La Farina di castagne d’Antona è una farina dolce tipica della zona del nord della Toscana, utilizzata per preparare ottimi castagnacci.

Descrizione del prodotto

La farina di castagne d’Antona ha un colore che varia dal crema, al beige, al bianco e un sapore dolce con un leggero retrogusto amarognolo. Il profumo è quello delle castagne e la consistenza è fine al tatto e al palato.

Cenni storici

In tutta la provincia di Massa Carrara, le castagne hanno rappresentato nei secoli un mezzo imprescindibile di sostentamento, tanto importante quanto facilmente reperibile.

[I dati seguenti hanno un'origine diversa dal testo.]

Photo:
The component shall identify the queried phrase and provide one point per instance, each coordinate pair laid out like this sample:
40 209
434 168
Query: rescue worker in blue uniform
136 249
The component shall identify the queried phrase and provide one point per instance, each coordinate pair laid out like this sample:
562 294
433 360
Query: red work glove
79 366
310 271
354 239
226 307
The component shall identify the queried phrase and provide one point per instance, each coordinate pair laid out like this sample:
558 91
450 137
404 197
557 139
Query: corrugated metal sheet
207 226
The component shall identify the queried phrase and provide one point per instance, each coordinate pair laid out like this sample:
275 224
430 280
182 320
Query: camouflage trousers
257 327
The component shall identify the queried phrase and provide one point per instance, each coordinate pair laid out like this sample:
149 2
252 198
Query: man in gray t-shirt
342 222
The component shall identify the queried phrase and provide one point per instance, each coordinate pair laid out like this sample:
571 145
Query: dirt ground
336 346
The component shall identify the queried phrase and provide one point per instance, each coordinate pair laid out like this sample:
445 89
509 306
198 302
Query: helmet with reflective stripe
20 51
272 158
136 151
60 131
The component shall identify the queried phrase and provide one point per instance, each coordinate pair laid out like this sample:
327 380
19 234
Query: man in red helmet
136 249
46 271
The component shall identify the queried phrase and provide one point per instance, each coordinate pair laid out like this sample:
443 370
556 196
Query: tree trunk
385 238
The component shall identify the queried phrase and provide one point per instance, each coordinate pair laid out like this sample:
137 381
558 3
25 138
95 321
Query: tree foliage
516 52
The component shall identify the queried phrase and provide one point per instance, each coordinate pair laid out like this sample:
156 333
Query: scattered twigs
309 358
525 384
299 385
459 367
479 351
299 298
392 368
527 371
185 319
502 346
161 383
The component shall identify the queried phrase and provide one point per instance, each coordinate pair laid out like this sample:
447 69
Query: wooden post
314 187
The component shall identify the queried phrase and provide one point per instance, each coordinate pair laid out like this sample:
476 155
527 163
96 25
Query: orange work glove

In questo piccolo borgo posto alle spalle di Massa, dopo la raccolta, le castagne di tipo Carpinese vengono essicate con il calore del fuoco su graticci di legno. Trascorsi quaranta giorni, vengono trattate con due attrezzi tradizionali: la “mazzalanga”, un disco di legno che serve a togliere la buccia, e la “vassora” o “abbiolo”, simili a setacci, per completare la pulitura.

Ricette e tradizioni

La farina di castagne d’Antona, la cui tecnica di produzione è rimasta invariata nel tempo, deve le proprie caratteristiche organolettiche alle cultivar utilizzate, all’impiego dei metati per la fase di essiccazione e alla molitura mediante macine a pietra. Viene impiegata in piatti tipici quali frittelle, castagnaccio e polenta dolce.


Categoria
Prodotti vegetali allo stato naturale o trasformati
Zona di produzione

Provincia di Massa-Carrara, in particolare l’area di Antona.